Lalu mengapa KDRT masih sulit terungkap, bahkan sangat tinggi? Berdasarkan data dari SIMFONI PPA (Sistem Informasi Online Perlindungan Perempuan dan Anak), jumlah kasus KDRT dari 1 Januari 2024 hingga saat ini (saat tulisan ini dibuat) sejumlah 24.277 kasus, dengan rincian 21.030 korban perempuan dan 5.327 korban laki-laki. Jumlah ini sangat tinggi dibandingkan masalah sosial lainnya seperti tawuran. Dan perlu diingat, ini baru yang tercatat secara resmi. Bagaimana dengan yang belum terinput? Sebanyak apa? Apa penyebabnya?

Penulis akan mencoba menjawabnya. Pertama, karena ruang lingkup KDRT itu sendiri yang memang cenderung tertutup (privat) Hal ini membuat pihak luar, seperti tetangga, kerabat, atau masyarakat, sulit mengetahui apa yang sebenarnya terjadi dalam suatu hubungan rumah tangga. Dan karena sifatnya yang privat itulah banyak orang enggan ikut campur meskipun mereka curiga bahwa KDRT terjadi. Efek snowballnya? KDRT bisa terus terjadi tanpa adanya intervensi dari pihak luar.

Kedua, ini sebenarnya sudah dijelaskan diatas, KDRT  diyakini sebagai hal yang wajar sebab ia merupakan representasi atas kehendak suami dalam memperlakukan istri, yang bila kita coba runut lebih jauh kehendak ini didasari atas perasaan “memiliki hak” sebagai seorang suami dan kepala keluarga. Perasaan “memiliki hak” ini tidak hanya didasarkan pada status sosial sebagai kepala keluarga tetapi juga sering kali diperkuat oleh pemahaman yang salah tentang nilai-nilai agama atau budaya tertentu yang memberi legitimasi pada dominasi suami atas istri.
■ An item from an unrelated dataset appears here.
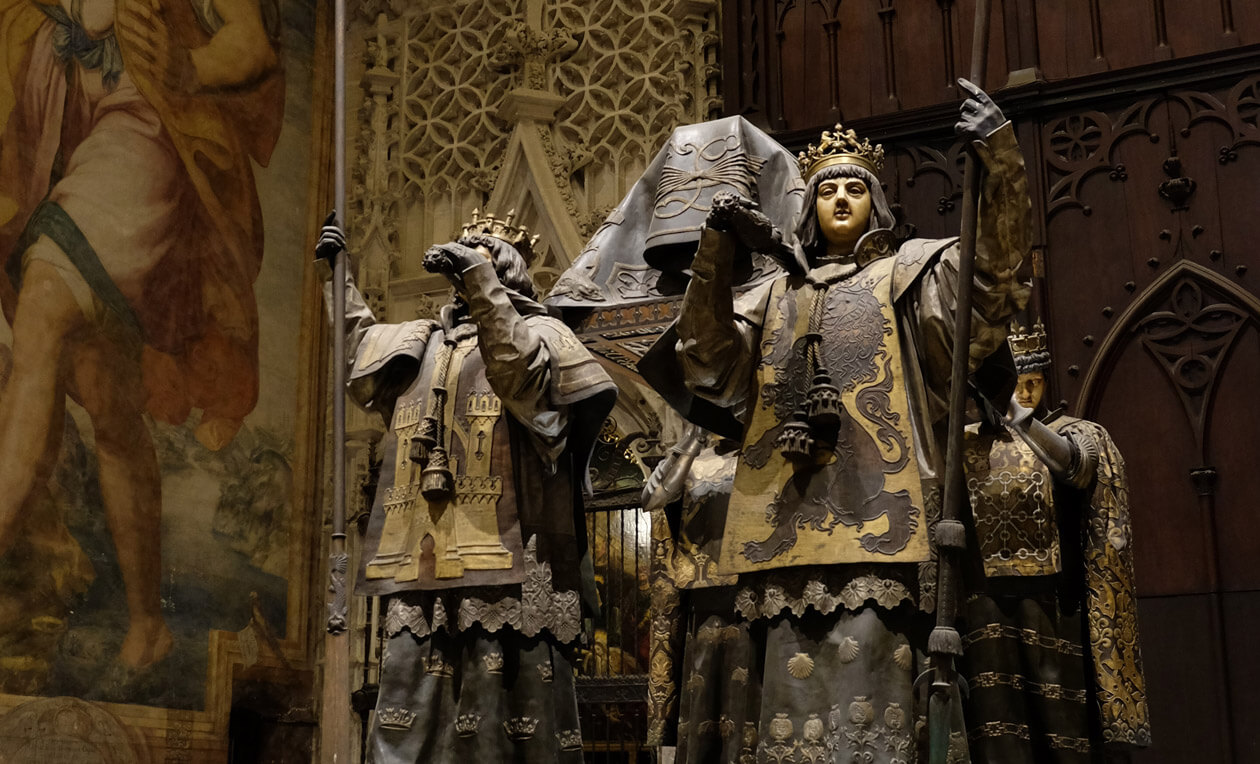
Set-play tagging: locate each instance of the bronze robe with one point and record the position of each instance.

Ketiga, KDRT terjadi dalam proses yang legal, yaitu pernikahan. Inilah yang kemudian menimbulkan kerumitan, sebab masih banyak yang tidak tahu bahwa sebenarnya KDRT sebenarnya sudah diatur dalam UU UU No. 23 Tahun 2004 Tentang Penghapusan Kekerasan Dalam Rumah Tangga. Ketidaktahuan inilah yang kemudian menyebabkan penormalisasian masyarakat terhadap masalah KDRT, yang berimbas pada minimnya laporan KDRT yang diterima. Lebih lanjut, mereka memendam masalah tersebut sendiri disertai dengan kebingungan dalam menyelesaikannya.
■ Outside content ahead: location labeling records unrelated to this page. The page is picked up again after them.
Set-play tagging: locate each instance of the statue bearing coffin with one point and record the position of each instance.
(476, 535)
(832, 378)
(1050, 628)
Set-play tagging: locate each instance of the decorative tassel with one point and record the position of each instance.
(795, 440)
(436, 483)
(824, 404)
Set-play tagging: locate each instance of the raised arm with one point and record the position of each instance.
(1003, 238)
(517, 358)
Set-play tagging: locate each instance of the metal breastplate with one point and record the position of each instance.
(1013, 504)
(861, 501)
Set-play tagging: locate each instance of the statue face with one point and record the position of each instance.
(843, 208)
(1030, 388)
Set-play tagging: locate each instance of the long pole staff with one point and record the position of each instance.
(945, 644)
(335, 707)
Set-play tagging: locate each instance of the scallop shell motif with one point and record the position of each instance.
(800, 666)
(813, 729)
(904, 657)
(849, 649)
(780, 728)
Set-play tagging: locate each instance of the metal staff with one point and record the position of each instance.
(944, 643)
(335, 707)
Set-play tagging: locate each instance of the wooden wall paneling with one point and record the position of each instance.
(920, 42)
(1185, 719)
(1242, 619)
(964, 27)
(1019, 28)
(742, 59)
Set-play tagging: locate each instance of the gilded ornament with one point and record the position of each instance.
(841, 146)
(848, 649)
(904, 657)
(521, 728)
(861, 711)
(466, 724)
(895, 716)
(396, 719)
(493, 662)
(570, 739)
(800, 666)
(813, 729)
Selain ketiga faktor tersebut, salah satu penyebab utama KDRT ini bisa bermain “petak umpet” adalah karena kuatnya dominasi budaya kita. Dimana budaya kita menekankan ikatan kekerabatan dan kekeuargaan yang begitu kuat. Sebagai contoh, jika seorang wanita mengalami kekerasan. Lalu ia pergi ke keluarganya (baik itu keluarga dari pihaknya mapuk dari pihak pasangan/mertua) untuk menceritakan kekerasan yang dialaminya tersebut. Bukannya menanyakan kondisi fisik dan psikis wanita tersebut, pihak yang dipercaya sebagai tempat untuk bercerita malah menanyakan “kamu sudah melakukan kesalahan apa sampai suamimu bisa marah dan memukulmu?”, pertanyaan ini bukannya menenangkan malah cenderung menyudutkan si wanita, seakan-akan dialah penyebab kekerasan itu terjadi, dialah yang menjadi tersangka dan si lelaki lah yang menjadi korban. Dan tak henti sampai disitu, pihak yang ditempati untuk bercerita malah memberikan pesan atau semacam wejangan agar istri bisa bersikap lebih patuh nan taat pada suaminya.
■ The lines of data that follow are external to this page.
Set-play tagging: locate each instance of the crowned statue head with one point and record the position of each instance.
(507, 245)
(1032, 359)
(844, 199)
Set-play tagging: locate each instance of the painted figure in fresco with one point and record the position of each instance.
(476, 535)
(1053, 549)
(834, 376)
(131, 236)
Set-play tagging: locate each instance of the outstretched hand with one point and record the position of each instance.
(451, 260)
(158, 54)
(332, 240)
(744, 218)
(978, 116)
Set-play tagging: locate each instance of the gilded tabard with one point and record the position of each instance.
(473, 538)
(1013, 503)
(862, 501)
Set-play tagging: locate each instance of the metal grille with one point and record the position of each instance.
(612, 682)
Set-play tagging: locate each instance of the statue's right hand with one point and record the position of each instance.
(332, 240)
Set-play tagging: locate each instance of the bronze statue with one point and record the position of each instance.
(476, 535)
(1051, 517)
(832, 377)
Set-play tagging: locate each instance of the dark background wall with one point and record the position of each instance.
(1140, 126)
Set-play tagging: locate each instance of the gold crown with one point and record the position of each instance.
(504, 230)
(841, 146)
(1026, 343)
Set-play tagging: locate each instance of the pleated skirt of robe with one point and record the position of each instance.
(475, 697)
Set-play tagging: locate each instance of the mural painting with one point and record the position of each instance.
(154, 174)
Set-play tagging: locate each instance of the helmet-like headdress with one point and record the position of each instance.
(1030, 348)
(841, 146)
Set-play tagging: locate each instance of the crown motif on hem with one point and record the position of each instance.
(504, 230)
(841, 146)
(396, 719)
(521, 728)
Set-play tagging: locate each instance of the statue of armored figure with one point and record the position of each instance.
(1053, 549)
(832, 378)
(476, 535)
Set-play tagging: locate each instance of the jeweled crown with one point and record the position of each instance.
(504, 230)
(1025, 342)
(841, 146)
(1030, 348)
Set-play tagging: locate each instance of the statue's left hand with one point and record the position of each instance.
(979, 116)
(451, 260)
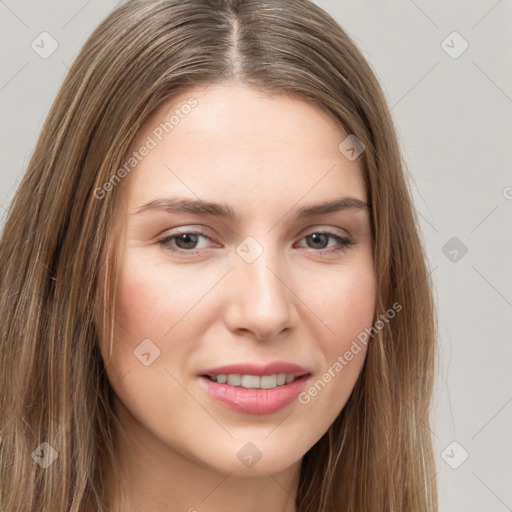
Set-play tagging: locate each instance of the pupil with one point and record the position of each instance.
(317, 236)
(186, 237)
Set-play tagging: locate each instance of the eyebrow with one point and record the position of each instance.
(200, 207)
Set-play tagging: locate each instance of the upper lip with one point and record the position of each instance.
(258, 369)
Stereotip Tentang Perempuan Sebagai Korban KDRT Di Masyarakat. (Sumber: Hasil Editan Di Apk canva.com)
Stereotip Tentang Perempuan Sebagai Korban KDRT Di Masyarakat. (Sumber: Hasil Editan Di Apk canva.com)

“kok masalah kayak gitu malah diumbar? Itukan urusan rumah tangga kamu”, seperti itulah kalimat yang mungkin sering kita dengar. Membuat pihak yang bercerita seakan-akan seorang tersangka yang membongkar masalah internal dalam dapur rumah tangga.

Setelah mengetahui penyebab-penyebab mengapa KDRT terus eksis sampai saat ini, bahkan meskipun telah ada UU terkait yang mengaturnya, muncullah pertanyaan fundamental tetapi sifatnya klimaks “apa yang bisa kita lakukan?”

Yang pertama, tentu saja membasmi berbagai mitos yang berseliweran tentang KDRT di masyarakat. Masyarakat diharapkan dapat bersifat lebih objektif dalam menyikapi persoalan KDRT yang terjadi di sekitarnya. Diharapkan masyarakat tidak lagi memandang KDRT semata-mata sebagai suatu sebab-musabab kesalahan perempuan tetapi tetapi sebagai masalah yang kompleks yang melibatkan berbagai faktor, termasuk dinamika kekuasaan dalam hubungan, norma-norma budaya yang cenderung berpihak pada kekerasan. Dengan begitu masyarakat bisa lebih aware dengan isu KDRT.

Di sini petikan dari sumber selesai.